Barry has worked as a painter, cartoonist, writer, illustrator, playwright, editor, commentator, and teacher—professions she has found to be very much alike. Widely credited with expanding the literary, thematic, and emotional range of American comics, her seminal comic strip, “Ernie Pook’s Comeek,” ran in alternative newspapers across North America for 30 years.

The central question driving her art across the decades has been, “What is an image?” An image, she said, is common to everything we call the arts—or anything a child might call a toy. “A kid in deep play is in the same state as an adult in creative concentration,” Barry said. “There’s a tacit understanding across cultures that there’s a connection between play and mental health. Yet most of us give up on the arts in stages. We think if we can’t do something well, we have no right to it. It would be as if we couldn’t ride a bike unless we rode it like Lance Armstrong.”

Now an assistant professor of interdisciplinary creativity at the University of Wisconsin–Madison, Barry noticed that graduate students writing their dissertations tend to be miserable—the result, she suspects, of such a narrow and prescribed focus.

So Barry pairs graduate students with four-year-old “co-researchers” in a program she calls Drawbridge.
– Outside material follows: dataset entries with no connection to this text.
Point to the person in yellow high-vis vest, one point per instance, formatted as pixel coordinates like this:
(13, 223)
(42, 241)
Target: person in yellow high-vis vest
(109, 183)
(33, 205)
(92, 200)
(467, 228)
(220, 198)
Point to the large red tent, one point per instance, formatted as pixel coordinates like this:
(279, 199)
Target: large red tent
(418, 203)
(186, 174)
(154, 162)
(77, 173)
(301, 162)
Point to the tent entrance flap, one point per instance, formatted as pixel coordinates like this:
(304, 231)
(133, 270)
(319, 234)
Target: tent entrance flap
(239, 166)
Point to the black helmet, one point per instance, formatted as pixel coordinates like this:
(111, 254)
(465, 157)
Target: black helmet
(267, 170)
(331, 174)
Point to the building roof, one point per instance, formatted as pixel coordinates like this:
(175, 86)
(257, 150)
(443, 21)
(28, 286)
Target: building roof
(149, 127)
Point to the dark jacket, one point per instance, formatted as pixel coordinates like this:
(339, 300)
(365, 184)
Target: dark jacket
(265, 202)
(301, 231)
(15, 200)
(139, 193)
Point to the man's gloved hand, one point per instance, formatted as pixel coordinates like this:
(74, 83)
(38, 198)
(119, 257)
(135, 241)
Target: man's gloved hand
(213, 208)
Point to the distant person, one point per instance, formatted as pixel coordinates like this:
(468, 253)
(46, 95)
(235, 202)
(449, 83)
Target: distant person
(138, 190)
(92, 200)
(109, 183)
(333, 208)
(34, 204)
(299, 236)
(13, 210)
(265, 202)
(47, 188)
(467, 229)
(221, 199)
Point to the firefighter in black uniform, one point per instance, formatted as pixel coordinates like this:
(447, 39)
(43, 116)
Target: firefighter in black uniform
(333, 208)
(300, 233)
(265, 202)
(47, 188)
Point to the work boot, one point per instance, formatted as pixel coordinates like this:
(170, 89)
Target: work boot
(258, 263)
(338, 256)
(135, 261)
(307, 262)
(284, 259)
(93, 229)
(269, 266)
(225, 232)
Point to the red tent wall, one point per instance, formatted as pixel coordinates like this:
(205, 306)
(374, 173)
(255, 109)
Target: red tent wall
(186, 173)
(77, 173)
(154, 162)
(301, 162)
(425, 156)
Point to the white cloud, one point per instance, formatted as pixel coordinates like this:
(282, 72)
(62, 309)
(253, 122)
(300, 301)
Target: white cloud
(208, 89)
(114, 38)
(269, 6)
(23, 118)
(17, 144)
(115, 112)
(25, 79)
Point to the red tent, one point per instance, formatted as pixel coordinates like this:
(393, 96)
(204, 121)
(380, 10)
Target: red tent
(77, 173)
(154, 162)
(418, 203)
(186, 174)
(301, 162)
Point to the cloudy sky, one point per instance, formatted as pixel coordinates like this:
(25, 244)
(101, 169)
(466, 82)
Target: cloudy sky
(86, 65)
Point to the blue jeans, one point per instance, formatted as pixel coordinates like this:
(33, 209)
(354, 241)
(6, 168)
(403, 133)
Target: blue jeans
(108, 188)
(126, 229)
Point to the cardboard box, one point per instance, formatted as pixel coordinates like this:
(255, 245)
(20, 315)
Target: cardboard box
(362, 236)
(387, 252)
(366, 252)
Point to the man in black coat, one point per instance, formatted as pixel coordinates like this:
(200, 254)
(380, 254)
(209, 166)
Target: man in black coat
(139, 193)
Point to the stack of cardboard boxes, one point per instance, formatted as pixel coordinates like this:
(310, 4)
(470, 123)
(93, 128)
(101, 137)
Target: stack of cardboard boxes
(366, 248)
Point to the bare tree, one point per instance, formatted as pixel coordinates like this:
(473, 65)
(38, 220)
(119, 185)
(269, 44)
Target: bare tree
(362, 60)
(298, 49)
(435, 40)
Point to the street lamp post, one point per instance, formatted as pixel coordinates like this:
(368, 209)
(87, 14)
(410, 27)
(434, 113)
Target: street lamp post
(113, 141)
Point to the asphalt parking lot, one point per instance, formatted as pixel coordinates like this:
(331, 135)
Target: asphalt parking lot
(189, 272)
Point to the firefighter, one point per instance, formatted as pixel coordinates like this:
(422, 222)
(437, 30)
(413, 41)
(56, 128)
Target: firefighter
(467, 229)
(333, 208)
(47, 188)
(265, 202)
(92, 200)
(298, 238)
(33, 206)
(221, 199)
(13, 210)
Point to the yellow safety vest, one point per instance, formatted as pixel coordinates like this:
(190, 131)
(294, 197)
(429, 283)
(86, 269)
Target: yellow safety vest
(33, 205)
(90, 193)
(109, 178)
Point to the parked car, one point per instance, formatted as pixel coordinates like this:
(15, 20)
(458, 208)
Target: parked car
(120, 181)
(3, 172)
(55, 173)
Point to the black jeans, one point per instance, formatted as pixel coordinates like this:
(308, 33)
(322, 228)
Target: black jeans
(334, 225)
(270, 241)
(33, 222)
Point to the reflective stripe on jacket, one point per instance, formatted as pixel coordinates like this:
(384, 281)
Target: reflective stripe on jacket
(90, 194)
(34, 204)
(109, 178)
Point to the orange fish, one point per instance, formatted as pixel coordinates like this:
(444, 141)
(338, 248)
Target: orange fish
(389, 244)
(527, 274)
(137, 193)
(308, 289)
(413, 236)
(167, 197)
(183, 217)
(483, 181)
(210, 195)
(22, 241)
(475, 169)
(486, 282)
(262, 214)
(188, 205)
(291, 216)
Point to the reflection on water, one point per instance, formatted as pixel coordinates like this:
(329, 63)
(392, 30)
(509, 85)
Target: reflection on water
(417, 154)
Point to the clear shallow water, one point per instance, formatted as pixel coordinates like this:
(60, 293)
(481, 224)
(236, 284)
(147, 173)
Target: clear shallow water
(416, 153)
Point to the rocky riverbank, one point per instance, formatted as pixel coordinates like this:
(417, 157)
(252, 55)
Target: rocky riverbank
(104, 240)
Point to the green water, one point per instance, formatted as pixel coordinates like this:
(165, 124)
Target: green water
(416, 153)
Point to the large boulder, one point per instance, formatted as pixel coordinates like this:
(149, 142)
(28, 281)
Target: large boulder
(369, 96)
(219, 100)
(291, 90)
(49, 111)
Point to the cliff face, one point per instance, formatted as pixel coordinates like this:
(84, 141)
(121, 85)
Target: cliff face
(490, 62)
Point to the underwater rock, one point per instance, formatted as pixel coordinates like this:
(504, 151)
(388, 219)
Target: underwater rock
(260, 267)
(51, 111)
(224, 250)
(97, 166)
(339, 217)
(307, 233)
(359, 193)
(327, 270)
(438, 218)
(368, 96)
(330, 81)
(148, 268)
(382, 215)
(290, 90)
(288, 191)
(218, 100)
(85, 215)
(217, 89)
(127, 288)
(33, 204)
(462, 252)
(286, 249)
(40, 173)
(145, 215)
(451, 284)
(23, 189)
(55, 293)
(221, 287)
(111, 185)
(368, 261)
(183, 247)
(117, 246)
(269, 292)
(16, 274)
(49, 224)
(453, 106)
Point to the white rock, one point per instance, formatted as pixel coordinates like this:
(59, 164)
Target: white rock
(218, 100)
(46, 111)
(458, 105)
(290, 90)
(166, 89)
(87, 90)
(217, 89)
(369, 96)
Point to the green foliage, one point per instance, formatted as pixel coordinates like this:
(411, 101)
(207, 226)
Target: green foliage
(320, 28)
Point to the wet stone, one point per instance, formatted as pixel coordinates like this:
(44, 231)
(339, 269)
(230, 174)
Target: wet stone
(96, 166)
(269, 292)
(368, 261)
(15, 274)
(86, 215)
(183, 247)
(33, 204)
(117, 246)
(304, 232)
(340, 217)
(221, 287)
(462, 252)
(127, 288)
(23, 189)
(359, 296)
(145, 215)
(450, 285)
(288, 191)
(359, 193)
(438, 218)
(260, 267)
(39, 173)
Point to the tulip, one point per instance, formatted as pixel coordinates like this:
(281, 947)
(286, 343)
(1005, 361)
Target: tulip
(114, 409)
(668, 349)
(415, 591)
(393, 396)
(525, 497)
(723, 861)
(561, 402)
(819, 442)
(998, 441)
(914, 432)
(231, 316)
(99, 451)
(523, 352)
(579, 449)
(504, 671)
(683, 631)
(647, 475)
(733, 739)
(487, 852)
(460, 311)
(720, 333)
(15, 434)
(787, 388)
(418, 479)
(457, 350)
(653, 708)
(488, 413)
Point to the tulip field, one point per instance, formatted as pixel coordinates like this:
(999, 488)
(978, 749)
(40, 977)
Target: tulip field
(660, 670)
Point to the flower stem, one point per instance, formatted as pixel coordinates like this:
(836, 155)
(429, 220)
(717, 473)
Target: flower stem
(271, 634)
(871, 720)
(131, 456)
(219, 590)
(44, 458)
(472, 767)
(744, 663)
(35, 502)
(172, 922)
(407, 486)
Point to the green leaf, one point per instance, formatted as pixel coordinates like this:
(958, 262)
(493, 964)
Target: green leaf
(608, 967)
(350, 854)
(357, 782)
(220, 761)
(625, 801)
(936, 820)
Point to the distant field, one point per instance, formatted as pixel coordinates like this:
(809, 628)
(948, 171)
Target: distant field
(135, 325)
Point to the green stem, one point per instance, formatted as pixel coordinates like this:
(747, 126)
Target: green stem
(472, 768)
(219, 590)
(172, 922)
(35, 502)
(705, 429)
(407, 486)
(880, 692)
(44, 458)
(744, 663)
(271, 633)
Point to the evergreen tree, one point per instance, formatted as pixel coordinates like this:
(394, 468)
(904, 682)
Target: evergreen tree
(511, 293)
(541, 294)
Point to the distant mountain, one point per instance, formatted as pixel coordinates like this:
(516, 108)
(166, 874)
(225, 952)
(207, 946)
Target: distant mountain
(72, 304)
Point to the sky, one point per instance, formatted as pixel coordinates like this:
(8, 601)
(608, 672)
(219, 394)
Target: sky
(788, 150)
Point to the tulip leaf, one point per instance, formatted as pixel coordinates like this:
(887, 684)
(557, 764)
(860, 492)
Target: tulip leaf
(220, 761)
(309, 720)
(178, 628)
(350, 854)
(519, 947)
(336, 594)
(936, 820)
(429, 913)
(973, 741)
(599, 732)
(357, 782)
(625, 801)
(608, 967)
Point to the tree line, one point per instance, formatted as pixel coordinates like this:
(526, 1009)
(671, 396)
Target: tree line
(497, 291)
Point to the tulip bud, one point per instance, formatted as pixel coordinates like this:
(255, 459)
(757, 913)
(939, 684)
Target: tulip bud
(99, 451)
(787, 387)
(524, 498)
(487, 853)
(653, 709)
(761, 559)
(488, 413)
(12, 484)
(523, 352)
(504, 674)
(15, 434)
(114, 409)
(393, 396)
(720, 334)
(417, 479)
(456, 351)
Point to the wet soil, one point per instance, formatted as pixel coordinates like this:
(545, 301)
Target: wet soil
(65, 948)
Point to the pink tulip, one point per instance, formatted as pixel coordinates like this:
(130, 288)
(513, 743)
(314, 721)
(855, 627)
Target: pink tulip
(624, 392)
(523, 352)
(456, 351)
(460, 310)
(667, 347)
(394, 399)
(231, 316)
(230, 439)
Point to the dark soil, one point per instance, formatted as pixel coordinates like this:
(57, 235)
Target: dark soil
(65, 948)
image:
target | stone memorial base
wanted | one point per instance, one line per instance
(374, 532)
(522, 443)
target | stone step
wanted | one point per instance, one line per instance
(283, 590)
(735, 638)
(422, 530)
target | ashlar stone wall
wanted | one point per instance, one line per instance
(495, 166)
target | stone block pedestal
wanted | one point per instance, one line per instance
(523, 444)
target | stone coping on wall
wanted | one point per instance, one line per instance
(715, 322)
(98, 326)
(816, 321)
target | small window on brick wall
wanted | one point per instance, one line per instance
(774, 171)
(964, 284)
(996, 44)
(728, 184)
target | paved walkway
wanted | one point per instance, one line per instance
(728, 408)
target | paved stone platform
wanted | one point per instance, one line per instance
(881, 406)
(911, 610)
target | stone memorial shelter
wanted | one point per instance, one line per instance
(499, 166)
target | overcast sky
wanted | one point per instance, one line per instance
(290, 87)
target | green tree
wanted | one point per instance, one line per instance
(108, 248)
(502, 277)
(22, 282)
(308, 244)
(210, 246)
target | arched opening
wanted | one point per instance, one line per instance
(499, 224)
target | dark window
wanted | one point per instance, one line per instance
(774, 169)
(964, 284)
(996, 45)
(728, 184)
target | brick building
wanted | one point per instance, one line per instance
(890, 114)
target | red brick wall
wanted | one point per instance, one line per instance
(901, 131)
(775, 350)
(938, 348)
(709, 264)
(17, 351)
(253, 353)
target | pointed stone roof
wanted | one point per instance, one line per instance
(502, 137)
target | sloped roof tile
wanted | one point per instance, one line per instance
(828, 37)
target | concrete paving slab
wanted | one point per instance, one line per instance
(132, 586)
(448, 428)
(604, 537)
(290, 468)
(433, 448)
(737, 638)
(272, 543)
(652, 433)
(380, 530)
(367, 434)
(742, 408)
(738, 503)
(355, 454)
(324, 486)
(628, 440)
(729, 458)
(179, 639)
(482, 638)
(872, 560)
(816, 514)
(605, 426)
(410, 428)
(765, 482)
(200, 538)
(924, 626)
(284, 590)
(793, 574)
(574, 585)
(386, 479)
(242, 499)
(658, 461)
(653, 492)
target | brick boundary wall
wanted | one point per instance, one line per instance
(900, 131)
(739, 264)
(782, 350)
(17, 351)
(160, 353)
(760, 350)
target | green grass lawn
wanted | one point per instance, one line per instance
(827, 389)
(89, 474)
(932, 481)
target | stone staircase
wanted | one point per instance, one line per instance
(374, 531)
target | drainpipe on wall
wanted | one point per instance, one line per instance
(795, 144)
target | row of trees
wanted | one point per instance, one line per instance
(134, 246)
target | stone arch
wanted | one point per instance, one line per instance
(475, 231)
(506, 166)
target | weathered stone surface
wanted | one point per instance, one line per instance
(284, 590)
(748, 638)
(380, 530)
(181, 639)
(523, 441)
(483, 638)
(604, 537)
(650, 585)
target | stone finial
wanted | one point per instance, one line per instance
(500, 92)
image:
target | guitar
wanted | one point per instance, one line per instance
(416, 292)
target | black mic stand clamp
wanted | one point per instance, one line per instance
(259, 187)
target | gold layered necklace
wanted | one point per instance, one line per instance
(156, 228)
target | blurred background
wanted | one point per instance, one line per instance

The students spend an afternoon a week collaborating with their preschool partners, essentially borrowing the children’s state of mind to open themselves up to discovery.

“At the center of everything we call the arts and children call play is something that seems somehow alive,” Barry said. “When we say, ‘It looks like a kid drew it,’ what if that’s what it looks like when someone has an idea? What if that’s what a live wire looks like?”